= Exhaustion of remedies =

The doctrine of exhaustion of remedies prevents a litigant from seeking a remedy in a new court or jurisdiction until all claims or remedies have been exhausted (pursued as fully as possible) in the original one. The doctrine was originally created by case law based on the principles of comity.

== Usage ==
In the United States, exhaustion of remedies is applied extensively in administrative law. Many cases are handled first by independent agencies of the United States government which have primary responsibility for cases involving the statutes or regulations which the agency administers.
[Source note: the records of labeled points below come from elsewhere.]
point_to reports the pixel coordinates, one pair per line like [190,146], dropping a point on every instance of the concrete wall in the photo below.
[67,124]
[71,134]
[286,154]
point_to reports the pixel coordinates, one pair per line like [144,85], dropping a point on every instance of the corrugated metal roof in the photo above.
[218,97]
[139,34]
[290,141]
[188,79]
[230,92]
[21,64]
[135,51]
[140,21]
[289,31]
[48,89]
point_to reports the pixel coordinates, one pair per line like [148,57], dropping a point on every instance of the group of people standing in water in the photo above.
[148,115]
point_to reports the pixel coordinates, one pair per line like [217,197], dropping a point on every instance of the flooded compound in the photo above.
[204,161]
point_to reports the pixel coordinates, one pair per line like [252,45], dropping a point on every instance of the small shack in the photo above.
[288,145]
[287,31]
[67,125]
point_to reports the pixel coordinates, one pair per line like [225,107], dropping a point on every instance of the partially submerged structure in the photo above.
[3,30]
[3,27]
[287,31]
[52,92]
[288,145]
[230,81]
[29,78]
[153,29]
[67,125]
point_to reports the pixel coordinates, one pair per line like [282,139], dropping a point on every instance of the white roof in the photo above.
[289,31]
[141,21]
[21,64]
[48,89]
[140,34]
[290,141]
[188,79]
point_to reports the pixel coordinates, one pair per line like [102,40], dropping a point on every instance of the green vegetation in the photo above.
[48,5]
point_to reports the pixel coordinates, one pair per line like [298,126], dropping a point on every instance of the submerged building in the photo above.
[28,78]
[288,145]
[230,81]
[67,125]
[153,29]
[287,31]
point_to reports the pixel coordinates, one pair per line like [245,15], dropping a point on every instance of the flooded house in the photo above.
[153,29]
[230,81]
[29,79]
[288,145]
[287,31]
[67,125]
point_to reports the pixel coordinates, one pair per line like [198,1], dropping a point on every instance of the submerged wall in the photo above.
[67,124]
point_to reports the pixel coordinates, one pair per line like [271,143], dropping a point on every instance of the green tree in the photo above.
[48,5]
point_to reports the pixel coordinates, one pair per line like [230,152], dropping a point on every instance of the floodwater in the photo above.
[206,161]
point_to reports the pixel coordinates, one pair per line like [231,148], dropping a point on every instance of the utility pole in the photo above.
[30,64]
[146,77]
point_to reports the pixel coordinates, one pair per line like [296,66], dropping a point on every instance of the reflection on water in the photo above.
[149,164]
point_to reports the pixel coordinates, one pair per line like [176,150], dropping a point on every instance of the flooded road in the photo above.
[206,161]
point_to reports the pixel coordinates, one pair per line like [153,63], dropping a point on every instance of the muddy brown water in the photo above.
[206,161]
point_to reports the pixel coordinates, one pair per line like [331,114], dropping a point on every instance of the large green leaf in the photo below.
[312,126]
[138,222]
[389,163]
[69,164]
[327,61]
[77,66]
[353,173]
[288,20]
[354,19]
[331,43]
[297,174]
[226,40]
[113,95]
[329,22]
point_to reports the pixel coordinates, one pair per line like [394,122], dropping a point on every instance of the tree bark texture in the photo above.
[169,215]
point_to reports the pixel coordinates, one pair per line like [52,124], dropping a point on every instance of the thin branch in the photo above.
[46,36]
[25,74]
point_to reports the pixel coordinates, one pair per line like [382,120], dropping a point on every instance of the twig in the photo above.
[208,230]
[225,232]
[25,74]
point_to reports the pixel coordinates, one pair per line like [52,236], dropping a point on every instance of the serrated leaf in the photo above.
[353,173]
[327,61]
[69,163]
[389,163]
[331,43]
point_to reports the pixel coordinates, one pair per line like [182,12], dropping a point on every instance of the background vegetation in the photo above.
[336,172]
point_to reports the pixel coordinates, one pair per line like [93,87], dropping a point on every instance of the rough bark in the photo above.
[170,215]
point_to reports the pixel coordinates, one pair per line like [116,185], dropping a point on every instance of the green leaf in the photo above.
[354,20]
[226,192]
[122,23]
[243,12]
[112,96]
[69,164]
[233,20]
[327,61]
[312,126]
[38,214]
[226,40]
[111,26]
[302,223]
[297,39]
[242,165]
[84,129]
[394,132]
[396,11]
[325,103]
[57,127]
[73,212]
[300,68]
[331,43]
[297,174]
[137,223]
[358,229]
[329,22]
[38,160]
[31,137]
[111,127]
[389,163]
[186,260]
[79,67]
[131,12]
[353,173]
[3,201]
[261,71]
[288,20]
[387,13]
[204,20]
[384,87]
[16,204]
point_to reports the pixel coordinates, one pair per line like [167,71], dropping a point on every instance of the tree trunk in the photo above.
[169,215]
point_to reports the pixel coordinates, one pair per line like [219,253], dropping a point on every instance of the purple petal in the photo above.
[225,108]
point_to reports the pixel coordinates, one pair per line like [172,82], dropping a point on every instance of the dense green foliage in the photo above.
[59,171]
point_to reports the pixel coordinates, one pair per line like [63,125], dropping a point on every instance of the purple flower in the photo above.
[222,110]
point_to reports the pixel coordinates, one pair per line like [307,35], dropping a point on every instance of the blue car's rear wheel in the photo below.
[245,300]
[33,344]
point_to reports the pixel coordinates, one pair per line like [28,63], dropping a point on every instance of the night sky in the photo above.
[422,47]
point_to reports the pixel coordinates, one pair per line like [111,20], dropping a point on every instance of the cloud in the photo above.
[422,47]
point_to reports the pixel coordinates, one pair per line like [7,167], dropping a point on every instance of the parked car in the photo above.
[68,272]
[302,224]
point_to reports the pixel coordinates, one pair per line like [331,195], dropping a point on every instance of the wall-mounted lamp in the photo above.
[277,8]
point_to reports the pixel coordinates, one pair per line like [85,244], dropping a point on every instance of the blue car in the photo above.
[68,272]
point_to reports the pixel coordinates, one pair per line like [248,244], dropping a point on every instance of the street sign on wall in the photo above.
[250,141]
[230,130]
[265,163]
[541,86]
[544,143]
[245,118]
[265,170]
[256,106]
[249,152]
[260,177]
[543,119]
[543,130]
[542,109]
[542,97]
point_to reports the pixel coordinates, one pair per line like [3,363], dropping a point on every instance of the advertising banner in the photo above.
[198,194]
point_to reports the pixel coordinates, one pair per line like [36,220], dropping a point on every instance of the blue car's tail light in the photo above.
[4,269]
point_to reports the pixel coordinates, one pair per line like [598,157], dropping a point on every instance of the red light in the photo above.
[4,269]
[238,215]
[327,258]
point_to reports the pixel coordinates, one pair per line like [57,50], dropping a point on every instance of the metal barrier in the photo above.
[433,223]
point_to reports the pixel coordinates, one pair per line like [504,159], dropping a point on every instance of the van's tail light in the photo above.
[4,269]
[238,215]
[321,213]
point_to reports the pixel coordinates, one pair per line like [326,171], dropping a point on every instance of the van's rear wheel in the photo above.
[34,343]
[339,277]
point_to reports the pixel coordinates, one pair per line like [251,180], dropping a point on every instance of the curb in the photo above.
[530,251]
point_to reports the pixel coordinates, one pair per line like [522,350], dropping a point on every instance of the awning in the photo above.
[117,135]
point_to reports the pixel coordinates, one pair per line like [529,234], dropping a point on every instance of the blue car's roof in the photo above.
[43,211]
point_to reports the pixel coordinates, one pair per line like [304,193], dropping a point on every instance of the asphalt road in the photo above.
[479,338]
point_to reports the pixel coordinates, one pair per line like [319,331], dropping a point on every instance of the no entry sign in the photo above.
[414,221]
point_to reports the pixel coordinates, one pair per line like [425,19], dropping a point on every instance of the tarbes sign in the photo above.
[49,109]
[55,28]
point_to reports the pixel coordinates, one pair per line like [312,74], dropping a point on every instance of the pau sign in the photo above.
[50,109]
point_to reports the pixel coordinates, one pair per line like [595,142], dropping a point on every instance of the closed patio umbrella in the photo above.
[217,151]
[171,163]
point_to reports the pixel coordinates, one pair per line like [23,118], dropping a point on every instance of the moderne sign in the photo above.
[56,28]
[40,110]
A person's specific rights and duties depend on the federal statute involved, but here is an outline of how the doctrine works in practice. "Exhaustion of administrative remedies" requires a person to first go to the agency which administers the statute; this process usually involves filing a petition, then going to a hearing, and finally using the agency's internal appeal process. Once the agency's own procedures are finished, or "exhausted", then the aggrieved person can file a complaint in a federal court. But the doctrine of exhaustion of remedies prevents parties from seeking relief in the courts first.

The same process is required under the laws of many, if not all, states.

== Habeas corpus ==
Exhaustion of remedies frequently affects cases of habeas corpus. Federal law, for example, prevents a petitioner from seeking federal relief where the state claims have not yet been exhausted. Generally, the exhaustion requirement permits state courts a "...meaningful opportunity to consider the allegations of legal error."